Покинув почетный пост охраны английского знамени, Кеннет невольно способствовал усилению распрей в стане крестоносцев. Верность долгу выдвигается Скоттом на первый план. Хотя Ричард оскорблен тем, что бедный рыцарь осмелился поднять глаза на Эдит Плантагенет, принцессу королевской крови, любовь Кеннета к Эдит завершается благополучно. Безродный рыцарь оказался наследником шотландского престола и может просить руки Эдит. Так, в соответствии с идеями рыцарской куртуазной лирики в сочетании с традициями английского «воспитательного романа» завершается эта сюжетная линия в романе Скотта.
Согласно хроникам, в Третьем крестовом походе Ричарда сопровождала жена Беренгария [2], которую в романе Скотт наделил всеми возможными добродетелями. Ричард относился к ней в соответствии с рыцарской психологией, что явно соответствовало задаче Скотта как романиста, демонстрировавшего отход от традиций исторических романов эпохи классицизма. Сюжетная линия Ричард – Беренгария, по всей видимости, введена Скоттом для того, чтобы слишком резко не погрешить против общеизвестных исторических фактов: Беренгария действительно принимала участие в Третьем крестовом походе. Ричард же интересовал Скотта как своеобразный политик и талантливый полководец. В «Графе Роберте Парижском» сюжетная линия Роберт Парижский – Бренгильда Аспрамонтская подчеркивает рыцарский энтузиазм, вдохновлявший графа и его доблестную супругу на подвиг во имя освобождения Гроба Господня, но отнюдь не нежную любовь между ними. Храбрая и мужественная Бренгильда вовсе не похожа на слабую женщину, нуждавшуюся в защите и покровительстве. И любовная линия отходит в сюжете на второй план. В «Обрученной» погибает отец Эвелин, и она ищет у Хьюго де Лоси покровительства и защиты, а отнюдь не его любви, которая возникает между нею и племянником Хьюго – Дэмианом. Иными словами, рыцарство по отношению к даме могло превратиться в выполнение долга патернализма.

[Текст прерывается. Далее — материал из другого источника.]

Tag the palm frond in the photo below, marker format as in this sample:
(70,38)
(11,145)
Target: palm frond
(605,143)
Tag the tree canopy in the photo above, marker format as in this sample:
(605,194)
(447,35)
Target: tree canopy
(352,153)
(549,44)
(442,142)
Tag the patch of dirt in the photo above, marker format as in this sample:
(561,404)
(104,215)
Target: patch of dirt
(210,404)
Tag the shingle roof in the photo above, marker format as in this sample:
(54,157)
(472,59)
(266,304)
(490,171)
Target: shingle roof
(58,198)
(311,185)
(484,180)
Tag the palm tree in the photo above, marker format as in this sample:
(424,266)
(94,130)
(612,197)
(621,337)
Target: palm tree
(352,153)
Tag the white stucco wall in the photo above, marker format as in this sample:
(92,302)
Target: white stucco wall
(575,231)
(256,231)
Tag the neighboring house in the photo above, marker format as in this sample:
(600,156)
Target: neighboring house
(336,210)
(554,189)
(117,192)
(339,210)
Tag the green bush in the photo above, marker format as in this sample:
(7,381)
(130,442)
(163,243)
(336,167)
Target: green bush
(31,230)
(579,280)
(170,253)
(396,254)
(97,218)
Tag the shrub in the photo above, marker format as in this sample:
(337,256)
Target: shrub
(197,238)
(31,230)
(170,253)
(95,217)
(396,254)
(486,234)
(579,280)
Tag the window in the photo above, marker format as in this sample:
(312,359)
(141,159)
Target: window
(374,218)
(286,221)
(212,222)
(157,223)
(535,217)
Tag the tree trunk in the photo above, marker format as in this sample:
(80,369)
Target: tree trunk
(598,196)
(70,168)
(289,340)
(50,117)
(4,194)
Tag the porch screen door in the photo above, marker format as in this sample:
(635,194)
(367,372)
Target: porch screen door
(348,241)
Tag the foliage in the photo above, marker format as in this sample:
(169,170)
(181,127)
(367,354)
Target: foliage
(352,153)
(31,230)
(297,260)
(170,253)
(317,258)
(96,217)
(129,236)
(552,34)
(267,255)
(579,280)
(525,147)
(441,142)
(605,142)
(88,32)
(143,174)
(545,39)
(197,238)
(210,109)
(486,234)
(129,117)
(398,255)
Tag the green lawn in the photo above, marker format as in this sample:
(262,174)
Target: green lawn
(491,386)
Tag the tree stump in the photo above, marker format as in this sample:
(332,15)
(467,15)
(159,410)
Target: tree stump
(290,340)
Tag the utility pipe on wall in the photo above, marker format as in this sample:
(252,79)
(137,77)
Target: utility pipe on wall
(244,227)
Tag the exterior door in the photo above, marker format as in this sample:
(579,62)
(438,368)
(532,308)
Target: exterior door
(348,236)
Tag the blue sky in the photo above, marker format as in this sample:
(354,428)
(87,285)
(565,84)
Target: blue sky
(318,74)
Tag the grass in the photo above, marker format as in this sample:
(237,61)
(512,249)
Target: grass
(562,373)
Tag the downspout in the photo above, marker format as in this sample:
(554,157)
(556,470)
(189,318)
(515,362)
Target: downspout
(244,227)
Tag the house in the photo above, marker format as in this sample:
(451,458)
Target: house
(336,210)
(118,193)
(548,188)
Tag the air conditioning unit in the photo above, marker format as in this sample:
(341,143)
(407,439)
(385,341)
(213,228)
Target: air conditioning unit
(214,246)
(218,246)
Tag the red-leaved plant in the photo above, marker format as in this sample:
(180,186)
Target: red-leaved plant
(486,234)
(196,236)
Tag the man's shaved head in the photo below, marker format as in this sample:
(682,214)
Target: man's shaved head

Патернализм рыцарства – важная веха в социальной философии Скотта, ибо у него эта идея вступает в противоречие с кодексом рыцарской чести, в котором превалируют эгоистическая погоня за славой, стремление к битвам ради самих битв. В этом смысле Скотт развивал концепцию несовместимости рыцарских правил, проводимой еще Э. Гиббоном в его «Истории падения и разрушения Римской империи» (1776–1788).
В «Квентине Дорварде» (1823) Скотт подчеркнул «утилитаризм» Людовика XI, его сосредоточенность на том, чтобы извлекать из всего конкретную пользу, выгоду. Он несколько раз сравнивал его с Мефистофелем, злым духом. Считается, что впервые это имя появляется в немецкой «Книге о докторе Фаусте» (1587) и что именно Мефистофелю Фауст продал свою душу. Использование Скоттом этого имени позволило ему сделать более наглядной безнравственность поведенческого кода Людовика XI. В западном литературоведении существует точка зрения, согласно которой в «Квентине Дорварде» Скотт возвращается к теме драмы Гёте «Гёц фон Берлихинген» [19, vol. 1, p. 33], а также к тому, о чем писал Э. Бёрк в «Книге размышлений о Французской революции» (1790): «Конец рыцарства означает конец альтруизма и начало эры себялюбия и корыстолюбия» [14, vol. 5, p. 149]. Однако рыцарская эпоха изображена Скоттом далеко не альтруистичной. Рыцарям, наделенными честью и благородством, Скотт противопоставил антагонистов. Айвенго противостоит тамплиер Бриан де Буагильбер, Ричарду I – преследующие свои корыстные интересы предводители Третьего крестового похода Леопольд Австрийский и французский король Филипп Август, графу Роберту Парижскому – Боэмунд Тарентский, Хьюго де Ласи – Рэндэл де Ласи. Эти алчные, беспринципные авантюристы, олицетворяющие насилие и беззаконие, действуют согласно феодальному «кулачному праву», праву сильного.
Подобно просветителям (Вольтеру, Гиббону), Скотт преувеличивал влияние сильной личности на ход истории. Готфрид Бульонский, герцог Нижней Лотарингии, ведущий свой род от Карла Великого, стал первым иерусалимским королем.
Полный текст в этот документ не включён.